User Interface and Operation
There are two buttons on the DN70 for user input. One is a “Power Switch/Brightness Adjust” button, and one is a “Turbo/Mode” button.
The buttons are separated by a display that shows info such as mode (in lumens) and voltage. I did not find this display to be all that informative or useful, but I like it’s potential.
Operating the light will probably take a bit of practice since the buttons are so similar. In fact the feel of them is also not dissimilar to the micro-USB cover, so it’s sometimes hard to find them without looking (or guessing).
From off, click the power button (right button). Hold the power button (short, 0.3s) to turn the light off. When the light is on, change the modes by clicking the power button. The modes cycle in the L>M>H direction. The light will come on in the last mode used (mode memory), excluding special modes.
To get to turbo, hold the left switch for 2s. It’s also a momentary turbo, but can be kept on by continuing to press the turbo for a couple more seconds. To get out of turbo, press the right button.
There are some strobe modes, too, which are accessed (and subsequently cycled) by double clicking the left button.
I’ll be honest and say that the UI is a bit of a mess on this light. It could be much better, and it doesn’t really even make sense, since the left button has such limited functions. But that could be a bonus – if you never need special modes, then all you’ll really need to use is the right button, which simplifies the UI greatly for you.

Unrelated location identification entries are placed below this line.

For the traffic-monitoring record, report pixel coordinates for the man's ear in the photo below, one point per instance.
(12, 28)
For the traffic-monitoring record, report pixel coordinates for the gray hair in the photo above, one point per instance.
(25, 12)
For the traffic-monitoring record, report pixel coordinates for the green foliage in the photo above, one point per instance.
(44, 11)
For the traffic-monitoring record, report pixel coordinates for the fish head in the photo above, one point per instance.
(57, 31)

So in that sense, the UI is a win.
|Mode||Mode Claimed Output (lm)||Claimed Runtime||Mode Measured Lux*||Calculated Output (lm)||Measured Amps|
* This category basically meaningless since I don’t have a calibrated sphere. I’m still recording these values, and working on calibration. They are useful in the sense that they give actual mode spacing information.
Standby is approximately 0.05mA.
I’m really disappointed that the lowest mode is 20 lumens. I don’t know if you have a reference point for 20 lumens, but I can tell you that 20 lumens is quite bright. It’s been said that a wall-o-light light like this doesn’t need a low mode, but I respectfully disagree (see: Meteor M43). Aside from that, the modes here are pretty good.

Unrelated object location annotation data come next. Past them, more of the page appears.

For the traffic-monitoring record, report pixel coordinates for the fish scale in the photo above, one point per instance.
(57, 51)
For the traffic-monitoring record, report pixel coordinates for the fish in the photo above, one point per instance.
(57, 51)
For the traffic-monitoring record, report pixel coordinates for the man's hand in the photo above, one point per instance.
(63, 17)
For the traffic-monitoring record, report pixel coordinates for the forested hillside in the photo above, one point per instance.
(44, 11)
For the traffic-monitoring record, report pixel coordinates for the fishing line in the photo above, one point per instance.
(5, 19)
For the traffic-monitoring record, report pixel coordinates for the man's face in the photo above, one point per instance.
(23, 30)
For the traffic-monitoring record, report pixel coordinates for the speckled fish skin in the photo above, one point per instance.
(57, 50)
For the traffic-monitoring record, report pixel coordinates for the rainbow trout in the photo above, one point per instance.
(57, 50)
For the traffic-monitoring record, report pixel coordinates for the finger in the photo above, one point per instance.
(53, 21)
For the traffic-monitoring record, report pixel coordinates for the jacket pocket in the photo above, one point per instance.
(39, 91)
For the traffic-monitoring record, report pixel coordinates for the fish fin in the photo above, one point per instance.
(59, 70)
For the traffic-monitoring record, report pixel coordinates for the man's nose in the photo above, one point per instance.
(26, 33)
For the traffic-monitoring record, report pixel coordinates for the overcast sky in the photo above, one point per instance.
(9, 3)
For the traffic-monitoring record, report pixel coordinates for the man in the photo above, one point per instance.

Note too that the drain on turbo is 4 Amps, which isn’t really trivial. Imalent recommends a high drain cell. And while 4A isn’t really in the “high drain” range of some lights, it’s still pretty high!
LED and Beam
The emitter of choice in the DN70 is a CREE XHP70. As I understand it, most XHP70 emitters have a dome, but this one does not. I’d say that makes it an XHP70 HI but there’s no official word on that. I’ll add that I confirmed with Imalent themselves, that this light is actually supposed to have no dome, and so what I got from GearBest wasn’t altered in that way.
Does it make sense to have a domeless emitter in a light like this? With a shallow orange peel reflector – not intended for throw? I don’t know the answer to that, but I can say that I like the beam a lot. Anyone can probably pick up on the fact that I like domeless emitters (for no reason in particular).

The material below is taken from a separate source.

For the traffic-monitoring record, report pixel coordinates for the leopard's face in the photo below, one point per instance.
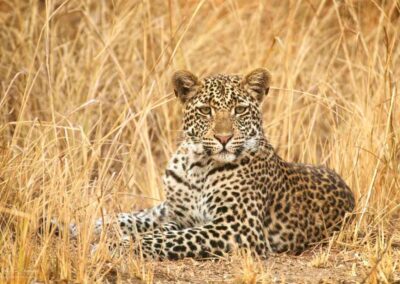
(221, 116)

The beam is good and does make a wall of light, but still has a very clear hot spot. I think the beam isn’t unlike the Convoy L6, actually.
Imalent didn’t mention a tint for this XHP70, but compared to the Nichia 219b, the beam is greenish. Not compared to the Nichia 219b (ie, in normal use) the tint is just fine.
Beamshots, Runtime, and Lux Measurements
|Beamshots [0.3″, f/8, ISO 100, 5000k]||26650|
|Claimed Lumens (lm)||3800|
|Candela (Calculated) in cd||25659.86|
|Throw (Calculated) (m)||320.37|
|Throw (Claimed) (m)||325|
What I like
- Build quality is very good
- On-board charging is a nice plus (and it doesn’t require Imalent or proprietary cells!!)
- On-board charging is also very good!
- The UI is a huge improvement from the other Imalent I handled.
What I don’t like
- I still think the switches can still improve.
- The readout could be more informative.
- The blue tailcap… seems like it should do something but in actuality just seems to be decorative.
- I’d like a lower low.
I should have the Rofis TR18 soon. That’s really an incremental update on the TR10 since they’re so similar, but I’ll have photos and runtime, too.